CD: Noah and the Whale - Last Night on Earth

Former nu-folkies find reasons to be cheerful from the Eighties

Noah, having a whale of a time

Poor Charlie Fink. First losing Laura Marling to Marcus Mumford, and then, last month, suffering the indignity of having to watch Mumford & Sons win Album of the Year at the Brits. Still, on recent evidence he’s the one with the real talent, and the confidence with which he changes style implies he knows it too. On 2009’s The First Days of Spring Fink had morphed from naive nu-folk into sophisticated Bill Callahan-style acoustica, and now he’s gone all Eighties pop-rock. Unsurprisingly for such a radical change of sound, Last Night on Earth has divided opinion, with the way people feel about it seemingly echoing their wider feelings about artists like Bruce Springsteen, Tom Petty and The Psychedelic Furs.

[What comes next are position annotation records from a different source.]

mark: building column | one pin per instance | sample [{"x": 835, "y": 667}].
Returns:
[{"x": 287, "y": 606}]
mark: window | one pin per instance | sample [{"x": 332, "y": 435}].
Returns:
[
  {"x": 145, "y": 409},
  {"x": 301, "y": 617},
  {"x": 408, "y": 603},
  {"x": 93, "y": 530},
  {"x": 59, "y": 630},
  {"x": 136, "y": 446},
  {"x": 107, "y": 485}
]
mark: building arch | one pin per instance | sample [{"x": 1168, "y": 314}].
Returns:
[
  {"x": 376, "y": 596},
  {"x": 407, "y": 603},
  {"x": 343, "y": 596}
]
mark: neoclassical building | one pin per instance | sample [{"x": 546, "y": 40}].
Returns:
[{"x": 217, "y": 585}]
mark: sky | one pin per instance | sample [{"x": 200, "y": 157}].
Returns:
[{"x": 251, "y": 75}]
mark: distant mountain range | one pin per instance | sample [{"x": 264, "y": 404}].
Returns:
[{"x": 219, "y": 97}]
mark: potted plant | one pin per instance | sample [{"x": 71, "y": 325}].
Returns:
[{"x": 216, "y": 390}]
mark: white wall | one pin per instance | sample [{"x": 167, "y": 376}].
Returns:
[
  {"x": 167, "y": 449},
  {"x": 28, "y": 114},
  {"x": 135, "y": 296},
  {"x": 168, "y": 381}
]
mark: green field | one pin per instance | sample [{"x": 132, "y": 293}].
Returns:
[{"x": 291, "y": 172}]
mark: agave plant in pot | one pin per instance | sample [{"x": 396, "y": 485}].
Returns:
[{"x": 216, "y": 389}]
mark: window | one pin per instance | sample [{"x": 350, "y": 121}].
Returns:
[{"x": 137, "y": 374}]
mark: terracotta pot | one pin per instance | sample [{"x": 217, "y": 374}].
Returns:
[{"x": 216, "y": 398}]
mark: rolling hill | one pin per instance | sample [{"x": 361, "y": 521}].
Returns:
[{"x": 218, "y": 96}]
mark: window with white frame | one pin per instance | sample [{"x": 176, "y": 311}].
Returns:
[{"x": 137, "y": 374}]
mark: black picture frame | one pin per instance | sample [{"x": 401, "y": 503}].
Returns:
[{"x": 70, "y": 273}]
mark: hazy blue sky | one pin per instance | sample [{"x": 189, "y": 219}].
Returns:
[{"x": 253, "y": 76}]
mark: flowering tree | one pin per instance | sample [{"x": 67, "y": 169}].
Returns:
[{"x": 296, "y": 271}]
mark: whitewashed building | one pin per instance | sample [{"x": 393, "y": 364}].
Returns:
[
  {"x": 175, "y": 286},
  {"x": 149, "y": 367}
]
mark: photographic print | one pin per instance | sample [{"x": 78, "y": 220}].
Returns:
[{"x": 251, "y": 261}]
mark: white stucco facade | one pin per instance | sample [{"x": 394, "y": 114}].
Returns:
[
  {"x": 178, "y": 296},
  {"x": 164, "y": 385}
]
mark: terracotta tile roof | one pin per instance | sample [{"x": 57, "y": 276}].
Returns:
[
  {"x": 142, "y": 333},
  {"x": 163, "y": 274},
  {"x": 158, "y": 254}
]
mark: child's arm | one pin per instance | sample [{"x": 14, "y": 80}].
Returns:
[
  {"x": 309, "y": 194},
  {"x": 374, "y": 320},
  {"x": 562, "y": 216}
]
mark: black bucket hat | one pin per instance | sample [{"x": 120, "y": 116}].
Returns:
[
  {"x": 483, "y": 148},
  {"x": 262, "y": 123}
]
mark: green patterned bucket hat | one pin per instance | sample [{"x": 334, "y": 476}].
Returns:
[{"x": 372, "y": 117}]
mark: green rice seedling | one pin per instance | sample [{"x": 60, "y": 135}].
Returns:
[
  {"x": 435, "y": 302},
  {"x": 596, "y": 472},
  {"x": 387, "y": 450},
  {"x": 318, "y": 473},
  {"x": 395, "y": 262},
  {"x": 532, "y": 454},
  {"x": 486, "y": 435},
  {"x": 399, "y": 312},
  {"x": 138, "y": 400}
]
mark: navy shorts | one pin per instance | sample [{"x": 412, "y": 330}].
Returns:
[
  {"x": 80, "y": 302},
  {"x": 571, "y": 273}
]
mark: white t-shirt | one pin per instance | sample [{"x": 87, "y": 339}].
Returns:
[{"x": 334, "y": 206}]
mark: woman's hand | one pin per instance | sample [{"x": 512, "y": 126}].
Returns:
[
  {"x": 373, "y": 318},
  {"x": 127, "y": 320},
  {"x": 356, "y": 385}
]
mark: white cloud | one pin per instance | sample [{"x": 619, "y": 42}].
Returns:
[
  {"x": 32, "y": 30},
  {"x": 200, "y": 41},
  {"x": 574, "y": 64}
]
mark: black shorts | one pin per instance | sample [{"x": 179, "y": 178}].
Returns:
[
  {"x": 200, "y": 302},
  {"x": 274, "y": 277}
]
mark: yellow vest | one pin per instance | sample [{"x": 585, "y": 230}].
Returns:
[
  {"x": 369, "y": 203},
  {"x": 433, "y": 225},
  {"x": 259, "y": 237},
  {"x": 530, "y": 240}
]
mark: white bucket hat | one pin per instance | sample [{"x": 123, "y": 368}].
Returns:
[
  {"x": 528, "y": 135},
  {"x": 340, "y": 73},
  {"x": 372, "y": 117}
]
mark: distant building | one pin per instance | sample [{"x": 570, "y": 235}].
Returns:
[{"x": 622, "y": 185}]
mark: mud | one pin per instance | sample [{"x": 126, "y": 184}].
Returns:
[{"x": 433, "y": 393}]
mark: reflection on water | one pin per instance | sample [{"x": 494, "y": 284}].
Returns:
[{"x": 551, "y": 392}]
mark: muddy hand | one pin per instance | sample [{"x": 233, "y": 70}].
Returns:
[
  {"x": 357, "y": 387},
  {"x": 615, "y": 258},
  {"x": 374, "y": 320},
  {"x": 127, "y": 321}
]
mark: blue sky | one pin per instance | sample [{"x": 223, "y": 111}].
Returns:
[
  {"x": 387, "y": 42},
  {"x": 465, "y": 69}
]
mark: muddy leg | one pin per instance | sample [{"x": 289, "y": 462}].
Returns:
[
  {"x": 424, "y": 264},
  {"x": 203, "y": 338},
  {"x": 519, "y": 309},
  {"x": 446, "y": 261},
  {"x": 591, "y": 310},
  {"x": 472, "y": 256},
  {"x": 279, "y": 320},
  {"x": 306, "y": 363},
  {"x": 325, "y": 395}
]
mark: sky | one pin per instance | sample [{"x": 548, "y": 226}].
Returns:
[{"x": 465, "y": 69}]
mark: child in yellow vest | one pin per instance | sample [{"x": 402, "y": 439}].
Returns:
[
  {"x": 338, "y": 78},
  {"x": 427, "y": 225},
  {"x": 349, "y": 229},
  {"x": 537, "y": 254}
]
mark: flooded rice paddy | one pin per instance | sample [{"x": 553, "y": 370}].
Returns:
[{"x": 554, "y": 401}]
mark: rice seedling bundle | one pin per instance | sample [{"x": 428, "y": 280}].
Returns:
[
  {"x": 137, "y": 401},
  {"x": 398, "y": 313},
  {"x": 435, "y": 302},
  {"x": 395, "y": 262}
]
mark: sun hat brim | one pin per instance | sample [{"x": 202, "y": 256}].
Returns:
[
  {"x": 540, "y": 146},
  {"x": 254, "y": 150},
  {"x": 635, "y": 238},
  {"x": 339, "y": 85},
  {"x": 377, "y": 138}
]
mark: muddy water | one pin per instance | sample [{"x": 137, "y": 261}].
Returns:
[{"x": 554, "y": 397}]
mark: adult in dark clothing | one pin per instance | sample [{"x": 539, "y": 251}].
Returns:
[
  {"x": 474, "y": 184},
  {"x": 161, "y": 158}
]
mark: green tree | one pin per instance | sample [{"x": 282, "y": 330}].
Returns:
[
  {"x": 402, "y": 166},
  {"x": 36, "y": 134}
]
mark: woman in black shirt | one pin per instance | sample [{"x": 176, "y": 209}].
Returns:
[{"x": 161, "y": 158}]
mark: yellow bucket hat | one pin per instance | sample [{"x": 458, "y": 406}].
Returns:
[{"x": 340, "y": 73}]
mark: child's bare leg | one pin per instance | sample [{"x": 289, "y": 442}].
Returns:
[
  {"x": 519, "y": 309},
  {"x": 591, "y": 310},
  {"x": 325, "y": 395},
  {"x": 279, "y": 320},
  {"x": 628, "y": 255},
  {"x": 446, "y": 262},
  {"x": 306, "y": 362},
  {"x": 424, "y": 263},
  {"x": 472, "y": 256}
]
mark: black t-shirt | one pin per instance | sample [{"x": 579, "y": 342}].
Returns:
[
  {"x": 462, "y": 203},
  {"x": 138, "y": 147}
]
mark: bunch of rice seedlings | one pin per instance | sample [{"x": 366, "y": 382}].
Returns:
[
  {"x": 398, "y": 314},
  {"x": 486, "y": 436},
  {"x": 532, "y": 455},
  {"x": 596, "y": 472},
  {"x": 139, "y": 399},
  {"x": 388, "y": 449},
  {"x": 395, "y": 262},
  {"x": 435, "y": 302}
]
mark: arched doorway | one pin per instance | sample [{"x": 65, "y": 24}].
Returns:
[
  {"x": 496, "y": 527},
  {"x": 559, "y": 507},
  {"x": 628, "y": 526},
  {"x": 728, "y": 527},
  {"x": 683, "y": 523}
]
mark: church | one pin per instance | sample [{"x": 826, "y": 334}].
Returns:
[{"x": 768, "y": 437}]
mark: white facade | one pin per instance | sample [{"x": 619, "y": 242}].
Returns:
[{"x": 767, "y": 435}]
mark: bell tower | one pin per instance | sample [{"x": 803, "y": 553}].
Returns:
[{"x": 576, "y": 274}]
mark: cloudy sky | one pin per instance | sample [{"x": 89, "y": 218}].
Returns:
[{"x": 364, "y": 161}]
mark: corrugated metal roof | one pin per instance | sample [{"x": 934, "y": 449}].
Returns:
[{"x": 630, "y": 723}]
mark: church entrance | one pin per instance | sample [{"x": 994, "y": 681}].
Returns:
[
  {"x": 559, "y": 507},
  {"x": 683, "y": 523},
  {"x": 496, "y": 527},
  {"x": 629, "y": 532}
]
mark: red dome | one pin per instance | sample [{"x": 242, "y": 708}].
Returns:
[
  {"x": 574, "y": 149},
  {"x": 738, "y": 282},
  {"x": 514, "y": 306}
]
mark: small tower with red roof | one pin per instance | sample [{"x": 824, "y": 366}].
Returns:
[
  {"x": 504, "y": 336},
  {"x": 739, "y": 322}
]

But let there be no mistake, poppier for Noah and the Whale does not mean less substantial. Whether Fink’s talking about himself or about others, there’s always a sense that he’s trying to work out something very personal. Recorded in California, the songs use vignettes drawn from LA suburbs to evoke the optimism and occasionally the wistfulness of lives led in all strata of society. If on “Five Years Time” the band described the innocence and naivety of young love, and the sophomore album worked out the singer’s heartbreak, Last Night on Earth is about being wiser and yet still finding reasons to be cheerful.

The lyrics contain some cute moments such as, “His standard works of fiction about imaginary success/ The chorus girls in neon were his closest things to friends/ But to a writer, the truth is no big deal” ("L.I.F.E.S.G.O.E.S.O.N."), but they aren’t overly sophisticated. The album’s success really lies in the way they are brought to life by music as sweet as the soundtrack to a mid-Eighties teen movie, all synths, drum machines and Fink’s lugubrious vocals. The opener, “Life is Life”, has an exhilarated, elated quality. “L.I.F.E.G.O.E.S O.N" reworks Lou Reed’s “Walk on the Wild Side”, with melodic phrases borrowed from Paul Young’s cover of “Love of the Common People”. And the album’s most tender moment comes with Fink talking briefly in the first person, reflecting as he finds new romance (“Just Me Before We Met”). Like Eels last year, Noah and the Whale have succeeded in running an album of melancholy and despair straight into one of brightness and hope, and in so doing have made music that's genuinely uplifting.